May 14th, 2013
The courses that convey traditional publishing knowledge are well-established. They’re mainly the Masters of Publishing courses at various universities around the U.S., Canada and the U.K. They’ve been turning out employable graduates for years now, women and men well-versed in publishing as we’ve understood it in the modern era. With the pace of change now so rapid it’s a great challenge for the educators responsible for these courses. In getting to know some of them I see their constant concern with keeping their curriculum up to date.
Last fall I interviewed John Maxwell, Associate Professor in the Publishing Program at Simon Fraser University (SFU) in Vancouver, BC. As John pointed out, SFU offers the only masters program in Canada, and they graduate some very bright and capable students. The Master of Publishing program was set up in the early 1990s at a time when the Canadian publishing industry was stable and profitable. The program was immediately successful because it invited participation from a wide variety of people in the industry. “At that time we saw the purpose of the program as training people into the existing industry,” says Maxwell. “We took direct input from the industry as to what they needed in new personnel.”
The other force at work is the students and their view of the kind of education that will provide maximum value (the courses are not inexpensive: over $14,000 for 4 semesters at SFU). “Over half of the students want to be literary editors when they first join the program,” Maxwell points out. “But then they get hired for marketing jobs or to solve data problems because that’s where the demand is. The publishers don’t know exactly what they need. They hire someone to solve an immediate problem, and that person may go on to play many different roles.”

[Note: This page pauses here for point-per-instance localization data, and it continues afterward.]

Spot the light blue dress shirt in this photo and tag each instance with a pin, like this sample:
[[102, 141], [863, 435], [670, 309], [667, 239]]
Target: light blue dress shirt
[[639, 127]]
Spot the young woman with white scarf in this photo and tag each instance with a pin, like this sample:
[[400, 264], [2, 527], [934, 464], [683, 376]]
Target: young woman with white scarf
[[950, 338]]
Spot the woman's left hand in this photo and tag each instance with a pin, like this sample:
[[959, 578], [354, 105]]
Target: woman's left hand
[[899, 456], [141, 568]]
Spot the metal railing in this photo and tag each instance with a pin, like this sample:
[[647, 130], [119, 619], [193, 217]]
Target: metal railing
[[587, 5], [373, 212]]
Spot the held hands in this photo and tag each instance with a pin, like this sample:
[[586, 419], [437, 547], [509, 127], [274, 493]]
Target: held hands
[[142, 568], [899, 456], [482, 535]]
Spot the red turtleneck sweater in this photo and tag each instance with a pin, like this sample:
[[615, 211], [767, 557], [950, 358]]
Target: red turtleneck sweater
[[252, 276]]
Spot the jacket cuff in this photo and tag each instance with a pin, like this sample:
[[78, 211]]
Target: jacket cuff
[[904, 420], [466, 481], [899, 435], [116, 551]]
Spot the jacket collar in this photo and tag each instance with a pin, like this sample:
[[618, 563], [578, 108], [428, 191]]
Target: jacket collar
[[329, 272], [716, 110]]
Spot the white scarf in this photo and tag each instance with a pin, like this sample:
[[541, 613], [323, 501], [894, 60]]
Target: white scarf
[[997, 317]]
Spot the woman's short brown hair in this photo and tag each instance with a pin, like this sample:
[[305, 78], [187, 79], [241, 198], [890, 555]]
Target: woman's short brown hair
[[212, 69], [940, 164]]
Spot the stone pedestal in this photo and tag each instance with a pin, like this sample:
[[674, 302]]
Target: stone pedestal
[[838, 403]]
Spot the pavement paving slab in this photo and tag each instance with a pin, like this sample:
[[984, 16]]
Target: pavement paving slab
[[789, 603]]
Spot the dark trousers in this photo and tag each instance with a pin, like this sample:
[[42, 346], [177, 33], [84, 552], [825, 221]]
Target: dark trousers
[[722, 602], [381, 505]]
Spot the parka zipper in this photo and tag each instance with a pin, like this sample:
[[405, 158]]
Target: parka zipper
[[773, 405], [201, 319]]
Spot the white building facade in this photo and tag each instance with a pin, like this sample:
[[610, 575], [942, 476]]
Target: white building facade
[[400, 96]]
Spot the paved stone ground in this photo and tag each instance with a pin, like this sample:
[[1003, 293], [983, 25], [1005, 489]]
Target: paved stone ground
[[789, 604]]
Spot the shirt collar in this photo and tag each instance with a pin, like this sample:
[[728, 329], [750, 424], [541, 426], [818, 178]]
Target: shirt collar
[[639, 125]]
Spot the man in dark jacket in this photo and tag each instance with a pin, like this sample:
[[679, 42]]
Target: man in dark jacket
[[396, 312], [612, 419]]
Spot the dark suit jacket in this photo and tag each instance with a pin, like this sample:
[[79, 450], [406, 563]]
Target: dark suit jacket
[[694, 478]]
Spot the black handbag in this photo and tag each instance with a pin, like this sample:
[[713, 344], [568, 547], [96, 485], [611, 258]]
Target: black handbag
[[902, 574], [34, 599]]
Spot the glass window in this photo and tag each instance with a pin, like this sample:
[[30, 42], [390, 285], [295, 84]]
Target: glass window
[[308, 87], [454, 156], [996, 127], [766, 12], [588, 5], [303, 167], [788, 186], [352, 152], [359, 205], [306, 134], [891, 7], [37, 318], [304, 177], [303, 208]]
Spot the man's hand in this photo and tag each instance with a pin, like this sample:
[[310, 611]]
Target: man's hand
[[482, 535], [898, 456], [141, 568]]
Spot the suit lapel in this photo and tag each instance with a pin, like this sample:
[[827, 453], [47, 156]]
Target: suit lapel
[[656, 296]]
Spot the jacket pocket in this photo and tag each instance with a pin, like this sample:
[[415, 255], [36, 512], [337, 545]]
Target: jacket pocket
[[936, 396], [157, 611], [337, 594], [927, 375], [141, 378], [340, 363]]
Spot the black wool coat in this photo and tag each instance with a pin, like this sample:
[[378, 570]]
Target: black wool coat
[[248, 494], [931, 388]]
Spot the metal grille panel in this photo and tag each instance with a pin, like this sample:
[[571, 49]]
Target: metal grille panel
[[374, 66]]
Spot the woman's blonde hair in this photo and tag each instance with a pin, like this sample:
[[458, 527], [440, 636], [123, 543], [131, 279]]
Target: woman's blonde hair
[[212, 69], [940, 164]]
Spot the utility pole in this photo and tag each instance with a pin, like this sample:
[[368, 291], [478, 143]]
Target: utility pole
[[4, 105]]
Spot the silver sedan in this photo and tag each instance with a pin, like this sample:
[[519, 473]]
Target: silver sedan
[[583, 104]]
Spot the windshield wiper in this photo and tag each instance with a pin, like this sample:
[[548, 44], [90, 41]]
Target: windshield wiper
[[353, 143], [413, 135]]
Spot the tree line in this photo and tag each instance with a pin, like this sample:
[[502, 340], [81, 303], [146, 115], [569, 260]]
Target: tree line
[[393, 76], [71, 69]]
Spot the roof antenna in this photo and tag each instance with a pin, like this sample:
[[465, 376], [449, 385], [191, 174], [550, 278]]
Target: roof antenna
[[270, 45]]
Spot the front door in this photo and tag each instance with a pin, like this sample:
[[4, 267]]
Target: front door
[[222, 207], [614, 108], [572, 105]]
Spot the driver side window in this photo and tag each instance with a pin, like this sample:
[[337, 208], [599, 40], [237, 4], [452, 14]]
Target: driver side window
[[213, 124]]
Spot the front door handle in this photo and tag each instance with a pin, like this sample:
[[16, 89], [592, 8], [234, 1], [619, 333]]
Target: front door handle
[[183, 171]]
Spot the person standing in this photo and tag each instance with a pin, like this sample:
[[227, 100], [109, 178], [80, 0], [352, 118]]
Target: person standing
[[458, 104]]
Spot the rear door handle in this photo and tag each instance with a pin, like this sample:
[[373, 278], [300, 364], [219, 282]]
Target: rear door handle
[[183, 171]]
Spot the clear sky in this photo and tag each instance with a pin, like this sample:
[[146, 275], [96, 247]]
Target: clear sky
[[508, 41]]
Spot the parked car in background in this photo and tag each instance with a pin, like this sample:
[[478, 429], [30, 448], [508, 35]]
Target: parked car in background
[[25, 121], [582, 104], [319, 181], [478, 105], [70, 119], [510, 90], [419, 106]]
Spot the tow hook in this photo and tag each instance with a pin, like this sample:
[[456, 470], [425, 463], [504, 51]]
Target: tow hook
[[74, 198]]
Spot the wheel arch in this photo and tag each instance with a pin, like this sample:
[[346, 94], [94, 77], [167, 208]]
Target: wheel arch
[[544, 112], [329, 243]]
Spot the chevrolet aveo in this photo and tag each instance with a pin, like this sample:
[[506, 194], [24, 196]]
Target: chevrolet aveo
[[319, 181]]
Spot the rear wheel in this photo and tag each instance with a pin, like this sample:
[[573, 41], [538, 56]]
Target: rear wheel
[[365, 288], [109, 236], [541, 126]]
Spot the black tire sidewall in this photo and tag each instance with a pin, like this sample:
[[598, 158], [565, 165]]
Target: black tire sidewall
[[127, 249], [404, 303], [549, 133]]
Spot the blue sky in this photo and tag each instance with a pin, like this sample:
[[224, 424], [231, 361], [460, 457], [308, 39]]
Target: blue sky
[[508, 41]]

Digital is changing publishing and the MPub course is responding. “We’ve been through the early days of digital publishing, where things look awful compared to printed books and magazines, but I think that’s starting to change,” Maxwell says. “As my colleague Roberto Dosil likes to point out, right now we’re in a period where technology is moving ahead and it’s outpacing craft. We’ve seen this happen before. Eventually craft catches up again. I think we’re trying to help pull the fine craft tradition of publishing forward into the new technological environment.”
The goals of the program have changed. As Maxwell sees it “our original dream in the program was that the graduates would rise to the top of major publishing houses. These days our target is to help them see themselves as self-sufficient agents — perhaps as employees, or as freelancers, or as entrepreneurs — in a rapidly changing world.”